En tous cas, la marionnette confirme encore une fois sa capacité à représenter tout le vivant et non la seule humanité : la scène est également occupée par des poissons d’eau douce, et traversée par des oiseaux. Manquerait, pour être complet, quelques plantes, mais on comprend le symbole, qui est de penser en co-habitant·es de la planète, pas en propriétaires démiurges ayant droit de vie ou de mort sur toute la biosphère. Les marionnettes ne sont pas hiérarchisées, même si celles qui représentent les humain·es sont les plus présentes et les plus bavardes. Elles finissent par se mêler dans le même espace fictif, au fur et à mesure que la représentation et le récit se dérèglent. On sait que la marionnette se prête bien à la représentation des scènes aquatiques, mais c’est toujours un plaisir de voir les évolutions d’un·e plongeur·euse ou d’un banc de poissons, d’oublier un instant l’artifice et d’admirer, juste admirer, la fluidité des mouvements dans une impression de gravité suspendue.

 

Les marionnettistes au charbon, artistes citoyen·nes

La scénographie, pour être simple, n’en est pas moins spectaculaire. Il y a une belle visibilité de la structure dans l’espace public, avec un cadre de scène surmonté d’une frise, et les portiques qui supporteront les futurs murs du barrage. Le rapport avec le public est frontal, ce qui correspond bien, physiquement et symboliquement, à la position de la population devant la muraille grise dont la présence semble aussi écrasante qu’inéluctable. Mais c’est un public que le Projet D veut actif, et qui est renvoyé à sa capacité à penser et à agir : il est interpellé en tant que tel dès le prologue, et les failles qui apparaissent dans la fiction à partir de la moitié du spectacle doivent lui permettre de questionner le récit, et, au-delà, de se positionner face aux thèmes abordés. Une distanciation toute brechtienne, dont on connaît l’efficacité.
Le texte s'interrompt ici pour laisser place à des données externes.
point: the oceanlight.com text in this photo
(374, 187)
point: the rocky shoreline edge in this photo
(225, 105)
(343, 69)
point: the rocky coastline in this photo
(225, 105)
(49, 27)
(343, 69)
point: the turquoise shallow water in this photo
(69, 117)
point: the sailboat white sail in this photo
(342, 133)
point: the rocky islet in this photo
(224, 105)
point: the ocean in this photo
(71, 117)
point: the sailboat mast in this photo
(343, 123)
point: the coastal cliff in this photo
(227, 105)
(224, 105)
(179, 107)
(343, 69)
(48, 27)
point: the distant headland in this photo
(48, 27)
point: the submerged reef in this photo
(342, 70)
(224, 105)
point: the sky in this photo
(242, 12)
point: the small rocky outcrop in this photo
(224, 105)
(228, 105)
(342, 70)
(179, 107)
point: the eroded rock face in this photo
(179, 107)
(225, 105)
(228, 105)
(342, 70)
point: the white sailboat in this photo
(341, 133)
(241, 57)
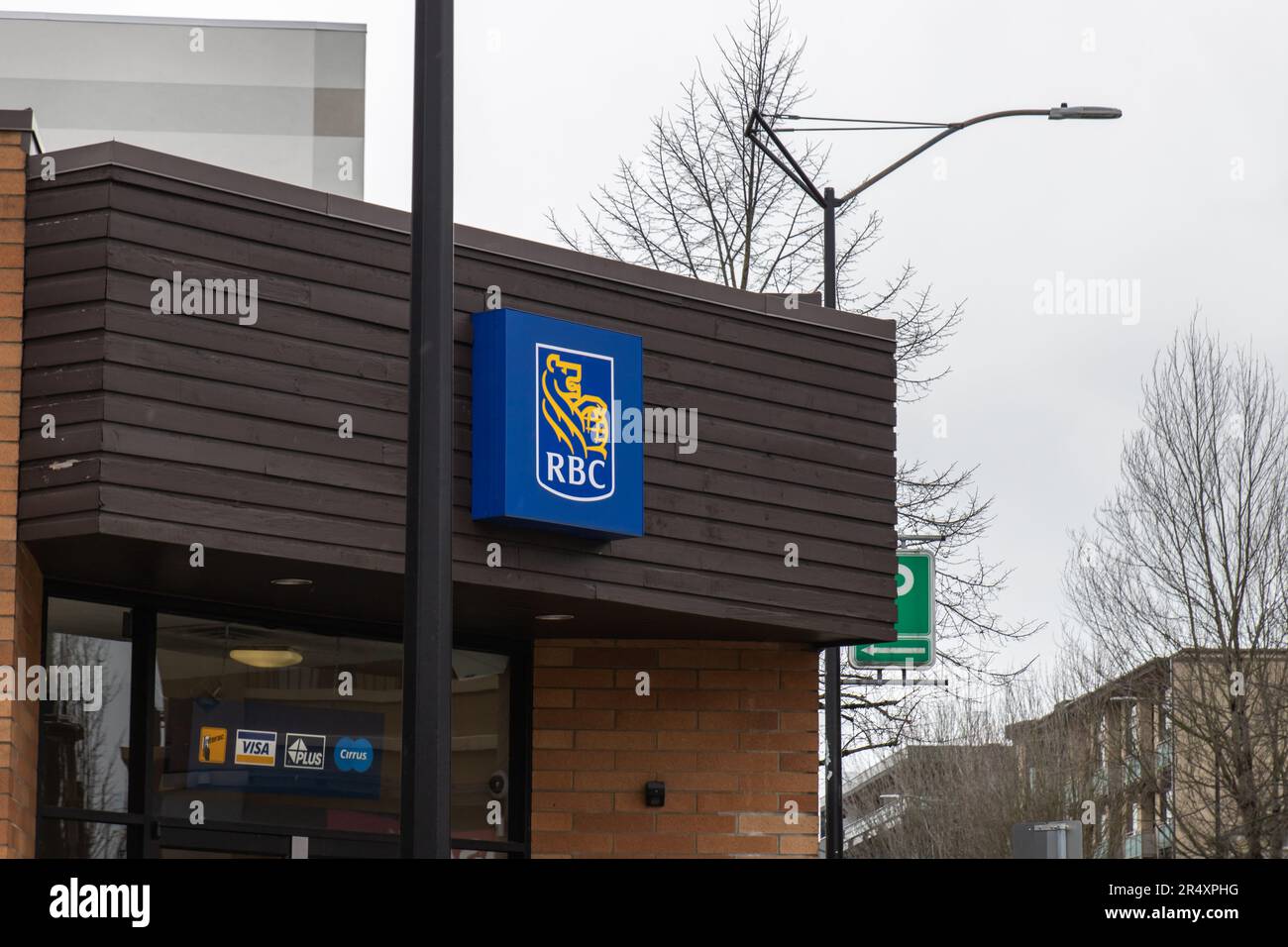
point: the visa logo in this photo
(257, 749)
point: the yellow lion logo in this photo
(579, 420)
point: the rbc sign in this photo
(546, 436)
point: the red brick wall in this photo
(20, 578)
(729, 727)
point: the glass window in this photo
(275, 727)
(85, 744)
(63, 838)
(481, 745)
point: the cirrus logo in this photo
(353, 755)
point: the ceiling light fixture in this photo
(267, 657)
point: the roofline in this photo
(119, 154)
(184, 21)
(21, 120)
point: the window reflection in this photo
(481, 745)
(278, 728)
(85, 753)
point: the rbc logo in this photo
(575, 402)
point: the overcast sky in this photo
(1184, 198)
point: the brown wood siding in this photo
(192, 428)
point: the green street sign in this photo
(914, 621)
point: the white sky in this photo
(549, 94)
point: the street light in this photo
(829, 202)
(827, 198)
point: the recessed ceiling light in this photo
(266, 657)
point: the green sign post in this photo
(914, 621)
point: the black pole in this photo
(835, 828)
(426, 742)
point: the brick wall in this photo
(20, 578)
(729, 727)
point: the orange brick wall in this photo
(20, 578)
(729, 727)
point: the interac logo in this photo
(575, 445)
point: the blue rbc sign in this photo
(546, 433)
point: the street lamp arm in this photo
(797, 172)
(953, 128)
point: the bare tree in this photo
(1188, 562)
(702, 202)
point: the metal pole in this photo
(835, 828)
(426, 737)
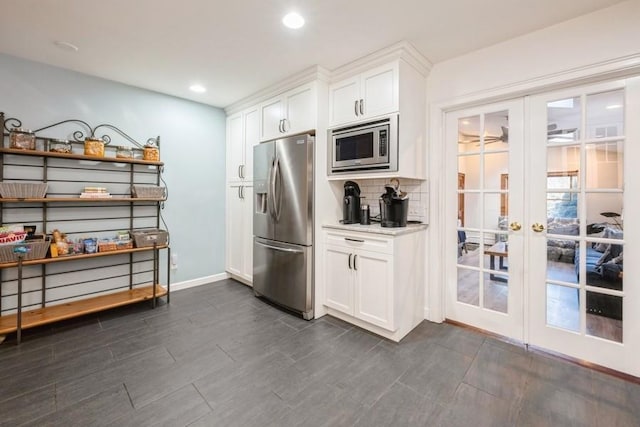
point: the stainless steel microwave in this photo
(366, 146)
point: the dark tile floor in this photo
(217, 356)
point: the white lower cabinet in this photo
(375, 281)
(239, 232)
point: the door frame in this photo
(436, 154)
(511, 323)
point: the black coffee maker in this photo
(394, 207)
(351, 203)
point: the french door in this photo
(582, 193)
(486, 257)
(544, 216)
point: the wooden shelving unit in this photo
(69, 310)
(92, 282)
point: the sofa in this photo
(557, 249)
(604, 268)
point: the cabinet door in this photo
(272, 112)
(301, 112)
(339, 278)
(235, 236)
(343, 96)
(380, 90)
(251, 138)
(235, 147)
(374, 288)
(247, 232)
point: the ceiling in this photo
(236, 48)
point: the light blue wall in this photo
(192, 146)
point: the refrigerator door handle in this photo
(276, 197)
(277, 248)
(271, 191)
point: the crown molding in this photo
(401, 50)
(307, 75)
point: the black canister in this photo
(365, 215)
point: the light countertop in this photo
(377, 229)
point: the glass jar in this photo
(22, 139)
(93, 146)
(123, 152)
(60, 146)
(151, 153)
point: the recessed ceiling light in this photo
(197, 88)
(69, 47)
(293, 20)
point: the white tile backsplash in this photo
(372, 189)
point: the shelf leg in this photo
(168, 275)
(155, 273)
(19, 314)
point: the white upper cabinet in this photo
(369, 94)
(292, 112)
(242, 134)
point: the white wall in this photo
(604, 43)
(192, 146)
(597, 37)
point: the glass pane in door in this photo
(483, 165)
(563, 307)
(604, 316)
(469, 286)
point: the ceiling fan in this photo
(552, 131)
(468, 138)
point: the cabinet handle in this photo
(354, 240)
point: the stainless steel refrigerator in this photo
(283, 222)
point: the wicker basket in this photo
(148, 191)
(112, 245)
(36, 249)
(146, 238)
(22, 190)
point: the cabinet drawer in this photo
(362, 241)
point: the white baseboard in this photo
(198, 282)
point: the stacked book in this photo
(95, 193)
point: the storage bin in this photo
(148, 191)
(93, 147)
(22, 190)
(147, 237)
(34, 249)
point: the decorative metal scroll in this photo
(86, 130)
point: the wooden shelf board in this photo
(78, 157)
(82, 200)
(76, 257)
(55, 313)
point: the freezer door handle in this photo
(277, 248)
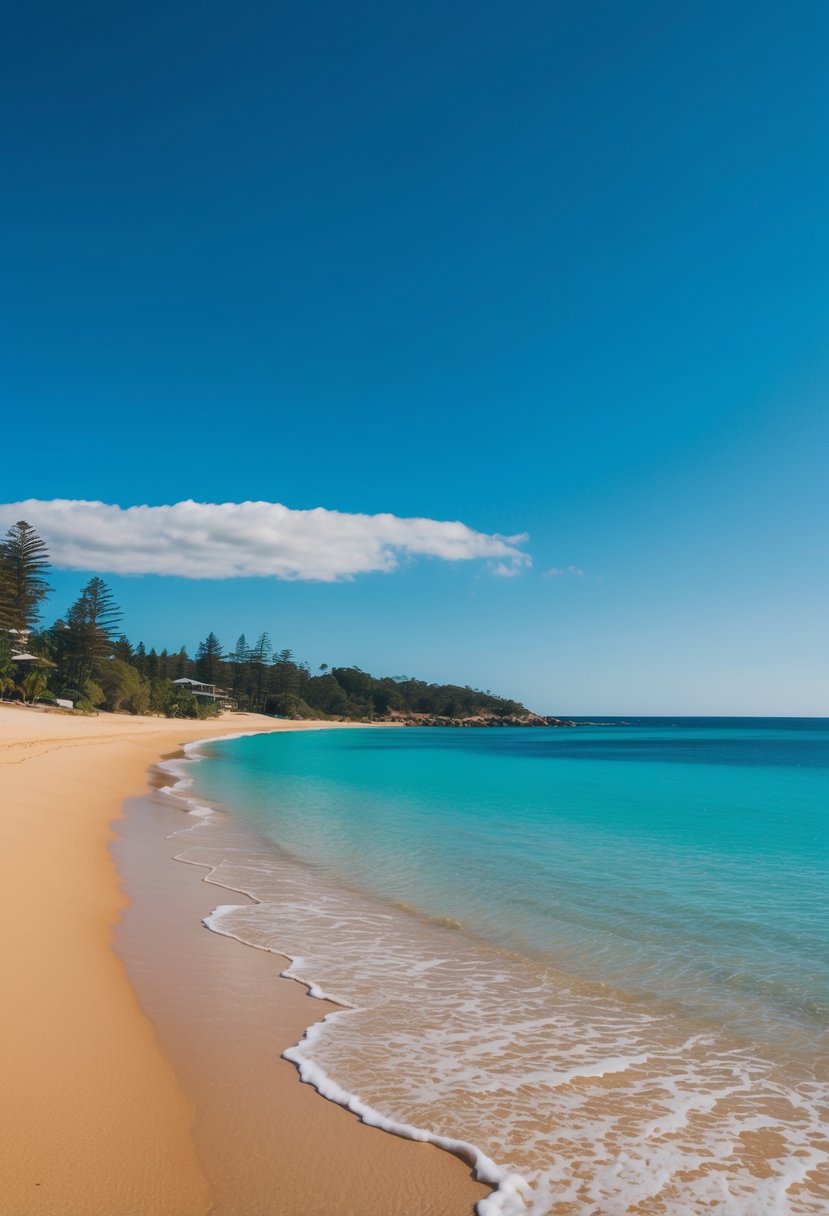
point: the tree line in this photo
(84, 657)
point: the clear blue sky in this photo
(556, 269)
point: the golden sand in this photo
(96, 1118)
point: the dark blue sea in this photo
(596, 958)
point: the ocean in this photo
(593, 960)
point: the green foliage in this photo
(123, 688)
(23, 584)
(86, 639)
(208, 660)
(34, 686)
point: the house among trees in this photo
(219, 697)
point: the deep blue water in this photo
(683, 857)
(593, 958)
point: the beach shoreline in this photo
(96, 1118)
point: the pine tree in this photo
(90, 629)
(23, 568)
(208, 660)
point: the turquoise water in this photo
(620, 929)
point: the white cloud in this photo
(225, 540)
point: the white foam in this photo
(560, 1097)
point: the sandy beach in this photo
(103, 1109)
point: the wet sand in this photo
(117, 1104)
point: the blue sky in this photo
(557, 270)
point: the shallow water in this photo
(598, 958)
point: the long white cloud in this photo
(226, 540)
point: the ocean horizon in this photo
(593, 960)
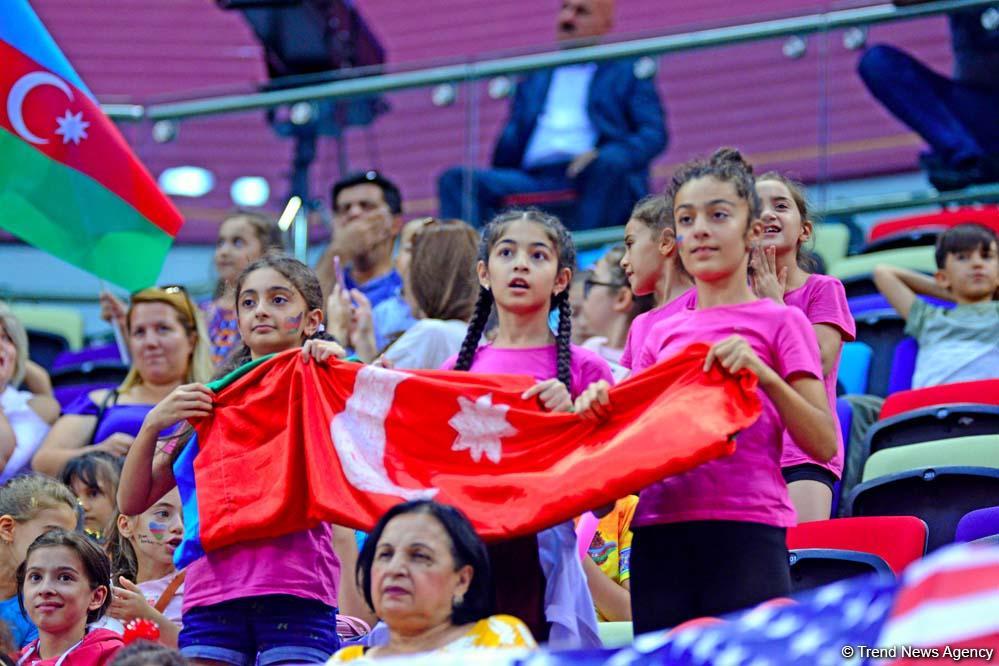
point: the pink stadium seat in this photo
(987, 215)
(982, 392)
(898, 540)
Barrage Barrage est doublement pertinent dans l’espace public : parce que ses objets sont publics, notamment, évidemment, le fameux barrage, qui est un élément architectural qui s’impose au regard de toustes dans certaines de nos vallées, et parce que la rue peut être – doit être ? – une agora à laquelle toute la communauté a accès et peut – doit ? – débattre des sujets qui la concernent toute entière, plutôt que de laisser la conversation être confisquée par quelques hauts décisionnaires et hommes d’affaires, et plutôt que de laisser les journalistes d’investigation se débattre seul·es dans une indifférence relative. Cela veut dire, aussi, que malgré l’accompagnement musical superbe joué en direct, un carillon peut désamorcer un moment de tension narrative, la musique techno d’un bar de nuit peut ruiner un moment voulu contemplatif et poétique… mais c’est le lot de la rue… d’autant plus quand cette rue est la place ducale de Charleville !

 

Barrage Barrage est un spectacle intelligemment construit, qui commence comme un bon épisode de série avec une intrigue prenante, des personnages pleins de mystère… et se finit sur de vraies interrogations politiques. On y arrive avec un air de Desireless au creux de l’oreille, on en repart avec des certitudes battues en brèche et des questions dérangeantes : une forme de marionnette politique plutôt astucieuse.